Теперь же, когда люди носились как очумелые, торопясь укрыть свое добро от непогоды, мост и вовсе ничем не напоминал мрачные картины, нарисованные ассистентом великого сыщика. Скорее уж нечто вроде передвижного цирка. Или провинциальная ярмарка – с той, конечно, разницей, что здесь, на верхнем уровне, над головой висит целая деревня, дикая мешанина самых разнообразных домиков, хижин, халуп – называйте, как хотите. Все что угодно, вплоть до целых, с колесами и со всем, жилых трейлеров; вздернутые наверх лебедками, прикрепленные к вантам огромными сгустками клея, они напоминали кузнечиков, запутавшихся в паутине. Для сообщения между уровнями моста в верхнем настиле было прорублено множество отверстий; среди стальных, деревянных и пластиковых лестниц Райделл заметил даже старый, на спущенных шинах, трап из какого-нибудь аэропорта.
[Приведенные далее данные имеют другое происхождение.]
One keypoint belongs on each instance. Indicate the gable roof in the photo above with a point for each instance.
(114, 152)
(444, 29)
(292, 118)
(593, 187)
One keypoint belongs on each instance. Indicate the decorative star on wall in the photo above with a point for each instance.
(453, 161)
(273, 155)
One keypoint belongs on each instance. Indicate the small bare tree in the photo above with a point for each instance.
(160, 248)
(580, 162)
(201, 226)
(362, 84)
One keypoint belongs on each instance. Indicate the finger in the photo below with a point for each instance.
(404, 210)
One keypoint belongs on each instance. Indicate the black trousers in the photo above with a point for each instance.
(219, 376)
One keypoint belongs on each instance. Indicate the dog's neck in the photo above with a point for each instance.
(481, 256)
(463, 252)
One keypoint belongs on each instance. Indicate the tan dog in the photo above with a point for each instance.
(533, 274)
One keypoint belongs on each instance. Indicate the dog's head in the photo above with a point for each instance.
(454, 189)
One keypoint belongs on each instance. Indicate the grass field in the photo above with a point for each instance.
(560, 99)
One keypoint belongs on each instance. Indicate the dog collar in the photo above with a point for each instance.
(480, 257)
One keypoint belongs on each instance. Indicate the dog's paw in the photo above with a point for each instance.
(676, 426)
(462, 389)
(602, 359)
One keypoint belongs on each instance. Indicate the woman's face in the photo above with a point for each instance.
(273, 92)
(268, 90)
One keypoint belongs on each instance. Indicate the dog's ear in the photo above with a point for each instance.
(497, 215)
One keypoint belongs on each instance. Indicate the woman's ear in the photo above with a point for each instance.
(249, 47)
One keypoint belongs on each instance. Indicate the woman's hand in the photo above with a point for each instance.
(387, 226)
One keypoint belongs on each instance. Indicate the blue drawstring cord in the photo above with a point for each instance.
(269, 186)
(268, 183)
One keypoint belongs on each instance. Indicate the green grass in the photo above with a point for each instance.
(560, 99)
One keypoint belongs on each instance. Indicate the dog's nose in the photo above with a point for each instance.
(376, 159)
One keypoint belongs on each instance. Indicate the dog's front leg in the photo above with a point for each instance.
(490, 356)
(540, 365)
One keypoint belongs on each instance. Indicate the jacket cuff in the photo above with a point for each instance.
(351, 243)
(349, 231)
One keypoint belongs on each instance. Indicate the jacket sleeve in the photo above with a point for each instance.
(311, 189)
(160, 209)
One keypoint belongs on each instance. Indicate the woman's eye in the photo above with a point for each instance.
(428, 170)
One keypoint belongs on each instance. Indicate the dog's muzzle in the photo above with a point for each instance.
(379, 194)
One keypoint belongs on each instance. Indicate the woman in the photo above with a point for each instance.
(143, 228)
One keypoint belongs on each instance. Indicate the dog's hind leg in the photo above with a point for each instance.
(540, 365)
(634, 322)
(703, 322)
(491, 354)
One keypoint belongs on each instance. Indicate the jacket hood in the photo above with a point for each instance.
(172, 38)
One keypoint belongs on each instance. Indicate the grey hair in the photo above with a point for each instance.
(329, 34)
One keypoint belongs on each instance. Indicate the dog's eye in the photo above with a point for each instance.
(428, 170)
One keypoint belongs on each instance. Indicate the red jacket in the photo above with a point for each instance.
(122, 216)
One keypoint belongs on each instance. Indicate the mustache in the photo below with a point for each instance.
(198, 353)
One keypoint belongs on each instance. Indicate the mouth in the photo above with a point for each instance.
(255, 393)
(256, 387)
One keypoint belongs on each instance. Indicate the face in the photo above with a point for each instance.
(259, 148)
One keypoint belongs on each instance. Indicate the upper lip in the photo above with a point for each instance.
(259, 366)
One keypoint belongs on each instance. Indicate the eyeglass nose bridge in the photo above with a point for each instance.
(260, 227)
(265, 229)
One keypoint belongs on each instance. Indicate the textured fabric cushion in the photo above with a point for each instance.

Наверху торговали по преимуществу едой, нижний же уровень изобиловал барами – маленькими, крошечными и совсем микроскопическими, где едва помещались четыре табуретки, а дверью служила гофрированная железная штора.
Во всем этом не замечалось никакого плана, никакого замысла. В обычном молле каждый хозяин покупает один из свободных участков, ставит там свой магазинчик и внимательно следит, как пойдет торговля, если плохо – нужно менять ассортимент. Здесь же, судя по всему, происходило нечто вроде органического роста, одно заведение пристраивалось к другому, бесформенная масса расползалась вкривь и вкось, пока не заполнила все доступное пространство; более того, если клетки древесины или, скажем, гриба более-менее одинаковы, то среди клетушек, образовавших этот псевдорастительный организм, не было и двух, похожих друг на друга. Разнообразнейшие материалы – и почти все они использованы не по прямому своему назначению. Фасады, облицованные бирюзовым слоистым пластиком, плитами с имитацией под кирпич, даже зелеными с медью прямоугольниками печатных плат. Одну из стен украшали цветы, спирали и волосатые солнечные диски, выложенные из обломков разноцветного кафеля.
Райделл непроизвольно улыбался всему этому буйству форм, а заодно и прохожим, ни один из которых не проявлял к нему интереса, ни гастрономического, ни сатанинского, ни еще какого. Мирная публика, такая же разношерстная, как и здешние строительные материалы. Смешение всех на свете рас, всех возрастов, всех оттенков кожи, и все эти люди бегут, подгоняемые резкими порывами ветра, спешат укрыться от неизбежной уже грозы. Райделл едва успевал уворачиваться от торговцев с тележками, от старух, волочивших непомерно тяжелые корзины. Споткнувшись о неожиданное препятствие, он опустил глаза и увидел мальчика лет шести с лицом, сплошь покрытым разноцветной, на редкость затейливой татуировкой. Мальчик пробормотал что-то на непонятном языке, перехватил ненадежнее большой, чуть не в свой рост, красный огнетушитель и смешался с толпой.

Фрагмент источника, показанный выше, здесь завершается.